Tuesday, 9 August 2011

Finally: Theft Is Theft

When I first started this blog three years ago, my very first post outlined my purposes, the first of which was to undermine the existing editorial bias in the Taipei Times - i.e. to try to challenge the collectivist premise underneath that bias. Today, almost three years to the day that I started and during a period in which they haven't published anything by me for months... today the Taipei Times published an editorial which referred to the land expropriation cases as "theft" and as "violence against the individual". Those are precisely the sort of terms I would have used had I been the one tasked with writing either editorials or reports that touched on the land expropriation cases. The article contained none of the usual whimpering bullshit over "procedural irregularities", "insufficient regulatory oversight" or "environmental concerns".
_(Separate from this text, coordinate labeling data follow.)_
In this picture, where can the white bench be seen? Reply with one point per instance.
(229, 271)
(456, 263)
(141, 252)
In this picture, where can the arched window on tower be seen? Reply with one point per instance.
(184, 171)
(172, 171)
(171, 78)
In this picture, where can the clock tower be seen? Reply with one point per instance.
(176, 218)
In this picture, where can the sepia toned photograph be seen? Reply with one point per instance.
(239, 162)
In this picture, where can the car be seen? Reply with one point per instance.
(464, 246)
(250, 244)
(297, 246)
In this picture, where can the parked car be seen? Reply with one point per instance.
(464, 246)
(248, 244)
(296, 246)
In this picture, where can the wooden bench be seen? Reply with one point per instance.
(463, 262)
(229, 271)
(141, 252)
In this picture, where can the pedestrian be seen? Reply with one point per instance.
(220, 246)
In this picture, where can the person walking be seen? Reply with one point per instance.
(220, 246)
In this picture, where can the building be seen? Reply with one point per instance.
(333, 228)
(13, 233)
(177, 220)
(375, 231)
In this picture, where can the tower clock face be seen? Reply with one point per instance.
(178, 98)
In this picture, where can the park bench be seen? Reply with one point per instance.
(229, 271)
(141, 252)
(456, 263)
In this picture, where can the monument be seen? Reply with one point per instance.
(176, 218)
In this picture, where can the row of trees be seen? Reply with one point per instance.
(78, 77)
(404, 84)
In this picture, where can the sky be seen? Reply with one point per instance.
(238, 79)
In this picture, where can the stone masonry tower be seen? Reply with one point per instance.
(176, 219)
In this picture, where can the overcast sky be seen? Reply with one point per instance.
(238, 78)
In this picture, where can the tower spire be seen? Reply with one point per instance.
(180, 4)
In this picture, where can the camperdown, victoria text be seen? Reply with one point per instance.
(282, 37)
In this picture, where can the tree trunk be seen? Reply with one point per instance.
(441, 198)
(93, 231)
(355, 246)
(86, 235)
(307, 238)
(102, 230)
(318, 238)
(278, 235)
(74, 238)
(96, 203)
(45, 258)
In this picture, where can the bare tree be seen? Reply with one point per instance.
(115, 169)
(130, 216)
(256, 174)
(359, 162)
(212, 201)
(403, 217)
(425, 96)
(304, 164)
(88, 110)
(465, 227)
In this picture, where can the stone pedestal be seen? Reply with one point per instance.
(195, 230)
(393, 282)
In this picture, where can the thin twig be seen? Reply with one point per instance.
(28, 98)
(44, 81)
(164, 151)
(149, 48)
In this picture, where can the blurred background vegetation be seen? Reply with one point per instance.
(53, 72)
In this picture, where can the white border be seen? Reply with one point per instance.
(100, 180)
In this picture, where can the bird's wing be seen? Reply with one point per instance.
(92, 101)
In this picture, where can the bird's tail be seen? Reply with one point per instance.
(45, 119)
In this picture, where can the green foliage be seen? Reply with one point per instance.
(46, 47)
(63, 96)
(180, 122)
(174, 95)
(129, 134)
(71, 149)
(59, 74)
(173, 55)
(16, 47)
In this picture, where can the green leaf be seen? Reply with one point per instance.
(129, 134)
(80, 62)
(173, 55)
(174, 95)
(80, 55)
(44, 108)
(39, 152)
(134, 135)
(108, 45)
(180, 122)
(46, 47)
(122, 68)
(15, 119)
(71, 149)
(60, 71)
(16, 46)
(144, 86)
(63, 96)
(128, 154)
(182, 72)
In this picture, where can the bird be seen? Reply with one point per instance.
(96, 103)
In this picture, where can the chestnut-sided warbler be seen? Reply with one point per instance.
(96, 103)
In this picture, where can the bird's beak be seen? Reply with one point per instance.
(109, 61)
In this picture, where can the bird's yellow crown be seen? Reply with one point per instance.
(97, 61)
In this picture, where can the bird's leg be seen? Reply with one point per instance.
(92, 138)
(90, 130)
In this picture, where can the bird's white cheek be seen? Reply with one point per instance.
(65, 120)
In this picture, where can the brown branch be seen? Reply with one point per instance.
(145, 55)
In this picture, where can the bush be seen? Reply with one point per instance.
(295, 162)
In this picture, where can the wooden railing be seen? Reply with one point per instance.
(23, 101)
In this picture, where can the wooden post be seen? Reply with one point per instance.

Of course, I have entirely predictable disagreements with certain arguments in this editorial piece (a "pitiful salary" for instance, does not qualify as "violence"). It is however, the first time I believe I've seen anybody else (other than myself) in the Taipei Times refer to the land expropriation cases as theft of private property:
"As for the Democratic Progressive Party, it will have to go beyond the usual vapid slogans and clearly articulate an alternative policy for national development that is just and avoids government-sanctioned theft of private property."
Finally. I've been arguing for the Taipei Times to start calling it what it is for over a year now, and it's about time somebody caught up.

As to that "alternative policy", I'll sum up what it ought to be in one word:

Depoliticization.

Such a program would focus on the decentralization and rational repudiation of government powers and responsibilities. That is the direction which genuinely Liberal, radical and responsible criticism of Taiwan's political system ought to take.